Dott. VARRONE Michele – Presidente –

Dott. FILADORO Camillo – Consigliere –

Dott. FINOCCHIARO Mario – Consigliere –

Dott. LANZILLO Raffaella – Consigliere –

Dott. D’AMICO Paolo – rel. Consigliere –

ha pronunciato la seguente:

sentenza

sul ricorso 22854/2005 proposto da:

BONINA SRL (già ditta Bonina Giuseppe), (OMISSIS), in persona

dell’amministratore unico, B.M., nella qualità di impresa

capogruppo delle Imprese riunite Bonina Giuseppe e Alesa Costruzioni

srl, elettivamente domiciliata in ROMA, VIA MARCELLO PRESTINARI 15,

presso lo studio dell’avvocato SGROI CORRADO, rappresentata e difesa

dall’avvocato OCCHIUTO CARMELO giusta delega a margine del ricorso;

– ricorrente –

contro

M.C., P.M., P.D., PROV REG

MESSINA;

– intimati –

e contro

SAI SPA, (OMISSIS), elettivamente domiciliato in ROMA, VIA DELLA

CONCILIAZIONE 44, presso lo studio dell’avvocato PERILLI MARIA

ANTONIETTA, che lo rappresenta e difende con procura speciale del

dott. Notaio Ettore MORONE in Torino, del 16/11/2009 rep. n. 112.15

9;

– resistente-

sul ricorso 29178/2005 proposto da:

M.C., (OMISSIS), P.M.,

(OMISSIS), P.D., (OMISSIS),

elettivamente domiciliati in ROMA, VIA OFANTO 18, presso lo studio

dell’avvocato LIUZZI GUIDO, rappresentati e difesi dall’avvocato

RICCIARDO TONINO MAURO giusta delega a margine del controricorso e

ricorso incidentale;

– ricorrenti –

e contro

BONINA SRL, SAI SPA, PROV REG MESSINA;

– intimati –

avverso la sentenza n. 296/2004 della CORTE D’APPELLO di MESSINA,

emessa il 16/03/2004, depositata il 03/08/2004; R.G.N. 765/2001;

udita la relazione della causa svolta nella pubblica udienza del

14/12/2009 dal Consigliere Dott. D’AMICO Paolo;

udito l’Avvocato Maria Antonietta PERILLI;

udito l’Avvocato Guido LIUZZI per delega avv. Tonino Mauro RICCIARDO;

udito il P.M. in persona del Sostituto Procuratore Generale Dott.
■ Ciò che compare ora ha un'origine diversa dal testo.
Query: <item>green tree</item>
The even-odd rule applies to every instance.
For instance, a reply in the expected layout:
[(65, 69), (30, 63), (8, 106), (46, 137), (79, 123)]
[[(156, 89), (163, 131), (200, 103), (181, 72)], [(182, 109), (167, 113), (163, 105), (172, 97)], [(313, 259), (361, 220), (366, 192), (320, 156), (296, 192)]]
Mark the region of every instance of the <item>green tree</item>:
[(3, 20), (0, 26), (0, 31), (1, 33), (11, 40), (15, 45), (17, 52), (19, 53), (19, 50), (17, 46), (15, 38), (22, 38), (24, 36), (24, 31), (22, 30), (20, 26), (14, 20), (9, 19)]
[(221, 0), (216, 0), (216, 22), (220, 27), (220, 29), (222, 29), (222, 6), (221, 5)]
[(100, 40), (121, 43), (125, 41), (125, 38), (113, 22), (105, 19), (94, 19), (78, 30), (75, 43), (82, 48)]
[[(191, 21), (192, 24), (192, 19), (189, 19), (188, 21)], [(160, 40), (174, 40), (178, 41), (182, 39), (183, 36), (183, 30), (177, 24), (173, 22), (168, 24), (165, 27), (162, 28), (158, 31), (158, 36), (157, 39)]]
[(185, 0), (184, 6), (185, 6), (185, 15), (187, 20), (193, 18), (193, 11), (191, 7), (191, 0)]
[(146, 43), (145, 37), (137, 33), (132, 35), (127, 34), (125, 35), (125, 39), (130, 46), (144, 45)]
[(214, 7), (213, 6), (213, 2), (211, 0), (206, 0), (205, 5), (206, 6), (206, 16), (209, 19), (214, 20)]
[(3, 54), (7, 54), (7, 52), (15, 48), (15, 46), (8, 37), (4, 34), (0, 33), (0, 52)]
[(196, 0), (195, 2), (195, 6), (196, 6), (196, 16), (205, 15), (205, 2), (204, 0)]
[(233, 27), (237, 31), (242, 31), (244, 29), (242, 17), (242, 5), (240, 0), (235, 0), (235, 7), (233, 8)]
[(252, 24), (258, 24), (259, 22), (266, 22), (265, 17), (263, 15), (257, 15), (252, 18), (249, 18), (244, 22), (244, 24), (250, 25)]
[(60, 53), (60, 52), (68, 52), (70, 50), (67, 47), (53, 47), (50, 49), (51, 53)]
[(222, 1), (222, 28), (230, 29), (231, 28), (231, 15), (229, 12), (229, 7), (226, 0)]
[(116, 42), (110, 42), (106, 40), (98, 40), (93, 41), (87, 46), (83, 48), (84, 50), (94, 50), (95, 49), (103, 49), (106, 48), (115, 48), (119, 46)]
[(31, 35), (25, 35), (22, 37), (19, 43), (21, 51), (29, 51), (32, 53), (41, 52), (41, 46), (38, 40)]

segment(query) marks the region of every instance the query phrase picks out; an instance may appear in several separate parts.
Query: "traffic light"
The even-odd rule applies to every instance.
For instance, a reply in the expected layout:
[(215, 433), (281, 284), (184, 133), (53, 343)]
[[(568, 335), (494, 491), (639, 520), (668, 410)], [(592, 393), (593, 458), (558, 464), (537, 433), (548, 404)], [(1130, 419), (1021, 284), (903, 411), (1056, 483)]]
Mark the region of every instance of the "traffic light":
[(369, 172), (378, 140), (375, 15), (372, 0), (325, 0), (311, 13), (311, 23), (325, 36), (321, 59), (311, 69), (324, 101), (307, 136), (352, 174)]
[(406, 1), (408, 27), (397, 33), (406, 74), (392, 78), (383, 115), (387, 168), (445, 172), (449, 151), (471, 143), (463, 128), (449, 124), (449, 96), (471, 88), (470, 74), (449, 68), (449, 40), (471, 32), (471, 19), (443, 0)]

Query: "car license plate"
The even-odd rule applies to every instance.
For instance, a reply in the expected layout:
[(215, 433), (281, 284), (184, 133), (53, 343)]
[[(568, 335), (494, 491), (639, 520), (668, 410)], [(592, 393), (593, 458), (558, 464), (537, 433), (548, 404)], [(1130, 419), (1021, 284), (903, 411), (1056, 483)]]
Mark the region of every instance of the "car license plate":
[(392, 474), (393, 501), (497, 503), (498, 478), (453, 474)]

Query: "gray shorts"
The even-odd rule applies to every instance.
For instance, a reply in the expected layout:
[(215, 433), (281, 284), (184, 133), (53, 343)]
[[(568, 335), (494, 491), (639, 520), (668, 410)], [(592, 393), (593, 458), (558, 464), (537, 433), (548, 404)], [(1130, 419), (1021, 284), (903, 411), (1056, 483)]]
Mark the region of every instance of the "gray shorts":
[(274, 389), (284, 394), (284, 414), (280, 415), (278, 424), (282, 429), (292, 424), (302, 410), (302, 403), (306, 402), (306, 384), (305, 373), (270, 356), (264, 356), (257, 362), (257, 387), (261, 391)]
PRATIS Pierfelice che ha concluso per il rigetto di entrambi i

ricorsi.

Fatto

SVOLGIMENTO DEL PROCESSO

M.C., P.M. e P.D. convenivano in giudizio la Provincia Regionale di Messina chiedendone la condanna al risarcimento dei danni subiti dal fondo di loro proprietà a causa dello scivolamento a valle del materiale di risulta abbandonato in seguito all’esecuzione dei lavori di sistemazione di una strada provinciale.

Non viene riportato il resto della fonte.